Does fast function forcing really have $\kappa$-Knaster property?

I agree with you; I think your antichain example shows that fast function forcing is not $\kappa$-c.c.

Since I am a little surprised to hear that there has been a mistake about this in the literature, I wonder whether they were talking about some modified version of the fast function forcing? For example, I believe that if one modifies the forcing to insist that $p(\gamma)<\gamma$, then I believe that one could run a $\Delta$-system argument and show that it has the $\kappa$-c.c. In this case, however, the generic function would not be so fast, and so the "fast function" moniker would no longer be apt.

Meanwhile, let me also mention that there are several different versions of fast function forcing mentioned in the literature. The definition you give is one that I also used in an early paper, but I came eventually to realize that it is not as good with factoring as the definition that requires the smallness property $|p\upharpoonright\lambda|<\lambda$ at every inaccessible cardinal $\lambda$, rather than just at $\lambda\in\text{dom}(p)$. I now always use this latter version of fast function forcing. The two forcing notions are different, because one could have a condition $p$ with $p\upharpoonright\lambda$ having domain unbounded in an inaccessible cardinal $\lambda$, provided only that $\lambda\notin\text{dom}(p)$. This can cause some irritating issues with factoring the forcing, and it is more natural to avoid it.

But for both these kinds of fast-function forcing, the same simple antichain that you mention shows it is not $\kappa$-c.c.

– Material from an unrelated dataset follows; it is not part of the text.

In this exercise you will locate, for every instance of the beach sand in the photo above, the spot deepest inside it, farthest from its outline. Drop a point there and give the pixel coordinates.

Indeed, to my way of thinking, the main point of fast function forcing is to arrange that $j(f)(\kappa)$ can be anything you want up to $j(\kappa)$, and the conditions forcing these various values of course form a large antichain; so the lack of the $\kappa$-c.c. seems to be inherent in fast function forcing.

As for question 2, the answer is clearly yes, if you allow $h$ in $V[f]$, since the range of $f$ is unbounded in $\kappa$, and so you can just let $h(\alpha)$ be an ordinal $\beta$ for which $g(\alpha)<f(\beta)$. But do you want $h\in V$? In this case, the answer is negative, since one can take $g=f$ itself, and there there will be no $h\in V$ with $f(\alpha)<f(h(\alpha))$, since if a condition $p$ forced that $h$ worked, we could extend $p$ be specifying it at $\alpha$ and $h(\alpha)$ in such a way that violated the requirement.